Why is my bread always crumbly at the top?!
Why is my bread always crumbly at the top?
i use a bread machine, and follow the instructions, but my loaves always seem to have a loose, crumbly top that breaks up when i slice it - why? not enough oil? too much water?
Additional Details4 weeks ago
my recipe is 375ml liquid, (i use a mix of water and milk), 600g flour, i use a mix of strong white and seeded, a tsp dried yeast, a tbsp sugar and a tbsp oil. i usually add nuts and seeds as well.
Answers:
4 weeks ago
my recipe is 375ml liquid, (i use a mix of water and milk), 600g flour, i use a mix of strong white and seeded, a tsp dried yeast, a tbsp sugar and a tbsp oil. i usually add nuts and seeds as well.

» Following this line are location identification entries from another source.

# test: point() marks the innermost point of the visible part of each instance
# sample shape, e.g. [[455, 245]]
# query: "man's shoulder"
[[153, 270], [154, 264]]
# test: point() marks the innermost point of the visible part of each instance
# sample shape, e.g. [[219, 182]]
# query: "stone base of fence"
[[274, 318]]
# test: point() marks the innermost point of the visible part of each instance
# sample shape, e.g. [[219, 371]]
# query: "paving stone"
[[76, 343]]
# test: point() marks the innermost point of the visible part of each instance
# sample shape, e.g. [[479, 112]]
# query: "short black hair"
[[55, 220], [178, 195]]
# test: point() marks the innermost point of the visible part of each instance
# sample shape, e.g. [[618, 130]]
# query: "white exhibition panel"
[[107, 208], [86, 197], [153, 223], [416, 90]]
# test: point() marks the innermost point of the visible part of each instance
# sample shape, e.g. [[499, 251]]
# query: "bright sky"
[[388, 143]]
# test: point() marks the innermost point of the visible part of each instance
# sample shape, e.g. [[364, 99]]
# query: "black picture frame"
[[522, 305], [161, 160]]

Give me your recipe. I used to bake bread for a living, but need to see your ingredients to determine the exact problem.
Additional: This is what you should be doing:
Add the dried yeast to the liquids, making certain no more than 150ml of them is milk. Leave for a few minutes, then add sugar, oil and flour (together but in that order). The flour should be at least 50% of the white. I'm not certain what you mean by seeded flour. I'm assuming that you mean it is a whole grain variety, as I am assuming you mean the white flour is a high gluten variety. Depending on what type of "seeded" flour you are using, then you may need to make your white flour 70% of your total flour.

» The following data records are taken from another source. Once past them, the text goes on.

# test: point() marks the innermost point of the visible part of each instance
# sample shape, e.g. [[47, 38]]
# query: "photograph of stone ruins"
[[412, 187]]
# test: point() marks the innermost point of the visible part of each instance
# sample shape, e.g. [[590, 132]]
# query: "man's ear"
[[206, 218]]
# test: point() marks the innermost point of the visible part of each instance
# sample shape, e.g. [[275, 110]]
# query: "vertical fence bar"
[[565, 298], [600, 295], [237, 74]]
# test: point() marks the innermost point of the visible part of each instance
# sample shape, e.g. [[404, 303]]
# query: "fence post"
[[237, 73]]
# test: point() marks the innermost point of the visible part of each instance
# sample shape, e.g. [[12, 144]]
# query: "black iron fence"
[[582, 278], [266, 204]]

Mix the dough until the gluten has nearly formed completely if you are going to add nuts and seeds, then add them and finishes mixing, or completely if not. The gluten has formed completely when you can take a little piece of the dough and gently pull it to paper thin consistency without it falling apart.
Personally, I'm thinking that you aren't using enough gluten in your recipe, which is needed to hold your bread together. When you add non-gluten flour or whole grain wheat flour and/or add non- flour ingredients, then you risk keeping your bread from binding together as much as it would do otherwise. The top of your bread will have more of the moisture removed from it than any other part of your bread, so if it isn't binding there sufficiently then it will start to break apart and crumble after baking and upon slicing.

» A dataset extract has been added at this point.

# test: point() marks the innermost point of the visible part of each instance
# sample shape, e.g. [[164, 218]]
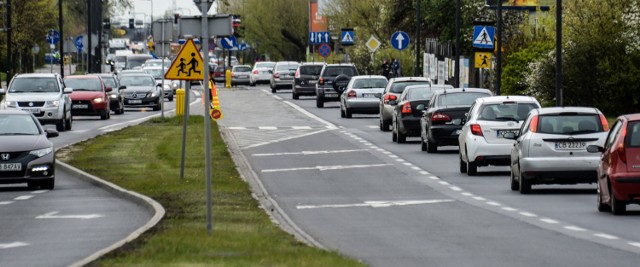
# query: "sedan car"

You might also be allowing your dough to rise a little more than it should before baking it, which can cause the same thing to happen.
Additional2: If you were over mixing your dough, then the entire bread would break apart upon slicing and you wouldn't be getting it to rise much at all, which doesn't sound like the problem. You have a sufficient amount of yeast and food for the yeast to grow in the form of sugar and lactose in the milk.
not enough oil to allow it to rise
there may not be enough yeast. Also don't mix the dough to much or you will make the gluton unactive which makes the dough rise and firm.